Mas por toda a sua beleza DisiniBlud Também é intenso – músicas como “Serpentine” e “My Flickering Gift To You” quase sobrecarregam seus vocalistas Cassandra Croft e Tujiko Noriko com camadas de reverb e eletrônica, como se tivessem que sufocá -las ou suprimi -las. Para Keith e Nayar, as duas mulheres trans, acessando seus filhos, não é uma visita simples a um período mais inocente e rosado de suas vidas, mas um processo que pode ser doloroso. “Eu acho que seu filho tem muito a ensinar sobre o que você foi dito para ferir e interromper e ejetar, mas sempre estão lá”, disse Nayar em um evento de escuta para a publicação musical Ouvindo as coisas. “O objetivo é abrir uma porta para nós e outras pessoas, poder caminhar e ficar menos entorpecido e mais sintonizado com as partes de nós mesmos que nos disseram para desligar.”
DisiniBlud não é o único artista este ano a redescobrir as liberdades criativas de se retirar para o filho filho. O Chicago Trio Horsegirl entrou em gravação da banda Álbum de segundo ano delicioso e minimalista Fonética em en A sacudir um pouco das influências de sua estréia barulhenta e indicada de shoegaze, concentrando-se em fazer música que parecia divertida, intuitiva e inocente. A artista australiana de EDM Ninajirachi adotou uma abordagem mais direta em seu álbum recentemente lançado Eu amo meu computadorum disco extraordinariamente autobiográfico para o gênero favorável ao festival, narrando suas primeiras experiências se apaixonando pela música eletrônica aos 12 anos e começando a fazer música nas músicas como “Sing Good” e “iPod touch”, que ela diz “Parece algo que eu adoraria naquele momento crucial.” Cada artista volta no tempo para revisitar e reter o espírito de um eu mais jovem, sem sobrecarga com o pensamento criativo ou o carreira. Ao fazer isso, eles não apenas abrem uma porta para a criação de músicas como um espaço de revelação e possibilidade ilimitada, mas também a listenamento musical, convidando os ouvintes a sintonizar o mesmo sentimento de admiração juvenil que ainda se esconde dentro de todos nós, se apenas nos abríssemos.
Ao contrário dos outros álbuns, Para sempre uivaro surrealista e twee novo LP da banda inglesa Black Country, New Road, pode não ter sido uma exploração intencional do capricho na infância, mas torce e se vira com imagens de livros de cavaleiros e bruxas de Salem, e músicas sinceras que usam a linguagem da adolescência para retratar grandes e às vezes sombrios sentimentos.

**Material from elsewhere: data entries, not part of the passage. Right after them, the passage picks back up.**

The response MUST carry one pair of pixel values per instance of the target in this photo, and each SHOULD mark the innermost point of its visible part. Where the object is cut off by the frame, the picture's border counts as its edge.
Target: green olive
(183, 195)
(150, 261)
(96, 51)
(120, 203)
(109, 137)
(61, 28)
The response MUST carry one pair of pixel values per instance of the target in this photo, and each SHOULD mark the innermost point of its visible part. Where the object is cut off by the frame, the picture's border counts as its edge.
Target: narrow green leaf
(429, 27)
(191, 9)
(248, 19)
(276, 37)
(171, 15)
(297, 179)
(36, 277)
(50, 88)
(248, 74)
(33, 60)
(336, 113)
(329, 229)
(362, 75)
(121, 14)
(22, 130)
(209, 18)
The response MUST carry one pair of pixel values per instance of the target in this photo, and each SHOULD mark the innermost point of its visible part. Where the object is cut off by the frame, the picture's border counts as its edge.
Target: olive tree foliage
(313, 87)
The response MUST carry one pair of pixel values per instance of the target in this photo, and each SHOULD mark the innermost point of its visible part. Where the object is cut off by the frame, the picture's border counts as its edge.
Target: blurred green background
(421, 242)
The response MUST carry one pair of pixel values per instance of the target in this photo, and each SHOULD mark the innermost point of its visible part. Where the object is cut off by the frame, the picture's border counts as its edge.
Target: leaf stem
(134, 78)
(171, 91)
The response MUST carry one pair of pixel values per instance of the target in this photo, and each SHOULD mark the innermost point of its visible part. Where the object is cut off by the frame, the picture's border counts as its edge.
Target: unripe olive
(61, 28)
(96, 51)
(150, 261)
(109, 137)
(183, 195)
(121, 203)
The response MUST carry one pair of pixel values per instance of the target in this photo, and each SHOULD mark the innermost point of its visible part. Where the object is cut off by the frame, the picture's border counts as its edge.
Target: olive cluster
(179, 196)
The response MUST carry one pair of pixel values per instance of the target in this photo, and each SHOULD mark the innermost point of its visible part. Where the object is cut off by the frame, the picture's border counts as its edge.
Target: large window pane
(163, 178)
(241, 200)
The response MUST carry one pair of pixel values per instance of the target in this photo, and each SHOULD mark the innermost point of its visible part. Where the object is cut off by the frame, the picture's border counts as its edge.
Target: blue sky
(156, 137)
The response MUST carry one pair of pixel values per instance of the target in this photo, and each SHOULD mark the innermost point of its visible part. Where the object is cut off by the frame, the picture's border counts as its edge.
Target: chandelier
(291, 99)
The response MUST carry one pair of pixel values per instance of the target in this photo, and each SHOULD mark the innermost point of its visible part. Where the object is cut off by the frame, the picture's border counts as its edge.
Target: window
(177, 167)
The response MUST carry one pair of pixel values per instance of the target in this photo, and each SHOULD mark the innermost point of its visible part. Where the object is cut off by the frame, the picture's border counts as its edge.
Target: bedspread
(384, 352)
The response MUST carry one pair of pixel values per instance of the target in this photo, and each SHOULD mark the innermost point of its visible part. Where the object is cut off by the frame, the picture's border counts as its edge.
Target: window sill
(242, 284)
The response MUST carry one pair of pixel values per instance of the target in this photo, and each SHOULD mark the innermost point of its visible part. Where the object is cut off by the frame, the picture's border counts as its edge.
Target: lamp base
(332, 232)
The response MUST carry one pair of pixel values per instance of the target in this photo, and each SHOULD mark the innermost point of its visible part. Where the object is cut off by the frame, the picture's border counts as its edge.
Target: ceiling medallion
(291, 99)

O álbum foi feito após uma mudança de carreira significativa: seu vocalista saindo da banda. “Você quer jogar para sempre?” O membro Georgia Ellery, que compartilha tarefas de canto em todo o álbum com colegas de banda, pergunta em “Besties”, uma música que, à primeira vista, poderia ser sobre a amizade de algumas colegas, mas sugere um desejo mais adulto por algo mais. Ellery significa jogarcomo criança, pode, com a melhor “melhor amiga?” Ou ela quer simplesmente tocar como músico, com seus colegas de banda, para sempre? Para BC, NR e tantos artistas este ano, fazer música pode ser o mesmo.